Addiction et pression

« J’avais une triple dépendance: je mélangeais du valium, des somnifères et de l’alcool. Mais depuis les faits, j’ai entrepris une cure pour soigner mon addiction », s’amende-t-il. Son désarroi de l’époque serait dû au surmenage et à la pression chez Dior, comme dans sa société éponyme. Et à la perte d' »un ami cher ». Il réfute farouchement les accusations d’antisémitisme: « toute ma vie j’ai combattu l’intolérance, les préjugés et la discrimination ayant moi-même été confronté à cela (ndlr: pour son homosexualité) ».

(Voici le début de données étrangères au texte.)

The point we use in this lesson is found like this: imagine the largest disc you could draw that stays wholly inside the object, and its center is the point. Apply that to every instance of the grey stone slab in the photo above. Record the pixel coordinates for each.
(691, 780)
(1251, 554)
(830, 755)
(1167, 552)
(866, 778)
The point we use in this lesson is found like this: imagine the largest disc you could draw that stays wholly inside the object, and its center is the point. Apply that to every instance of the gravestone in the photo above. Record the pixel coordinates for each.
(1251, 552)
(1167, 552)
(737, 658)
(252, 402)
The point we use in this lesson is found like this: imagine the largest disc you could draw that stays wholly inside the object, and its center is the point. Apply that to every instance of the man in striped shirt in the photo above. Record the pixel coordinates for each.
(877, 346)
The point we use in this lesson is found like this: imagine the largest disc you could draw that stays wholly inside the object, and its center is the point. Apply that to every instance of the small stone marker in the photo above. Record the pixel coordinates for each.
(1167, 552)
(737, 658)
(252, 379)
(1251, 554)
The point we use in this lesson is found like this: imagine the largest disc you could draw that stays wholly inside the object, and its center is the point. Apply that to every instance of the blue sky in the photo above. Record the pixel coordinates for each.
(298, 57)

Le tribunal tente de lui rafraîchir la mémoire en projetant la vidéo, diffusée en février par le site du journal populaire britannique The Sun. Toujours dans le bar La Perle, John Galliano apparaît, le regard vitreux, en train de dire « J’adore Hitler ». Devant le fait accompli, le créateur ne se démonte pas: « je vois quelqu’un qui a besoin d’aide. C’est la coquille vide de John Galliano. Je ne peux pas répondre pour cet homme que je ne connais pas ». Entre amnésie et schizophrénie, John Galliano ne simplifie pas la tâche du tribunal. De son côté, Me Hamelle, son défenseur, s’indigne: « Cette vidéo ce n’est pas « tu t’es vu quand t’as bu » mais « tu t’es vu quand t’es malade! On ne parle pas d’une ivresse mondaine, mais d’une addiction ».

Jugement le 8 septembre
Il en faut plus pour attendrir la procureure qui rappelle au tribunal: « c’est le racisme et l’antisémitisme du quotidien, celui du parking, du comptoir, que vous avez à juger ». Avant de lancer à John Galliano: « C’est toujours difficile de se rappeler dans une vie que l’on a été quelqu’un de moche ».

En attendant, l’ex-vedette de la haute-couture, visiblement marqué par ces six heures d’audience, bat sa coulpe: « Je veux présenter mes excuses aux victimes et au tribunal sur mon comportement qui a causé autant de tristesse ».

La procureure a requis une amende d’au moins 5 000 euros pour chacun des deux dossiers. Jugement le 8 septembre.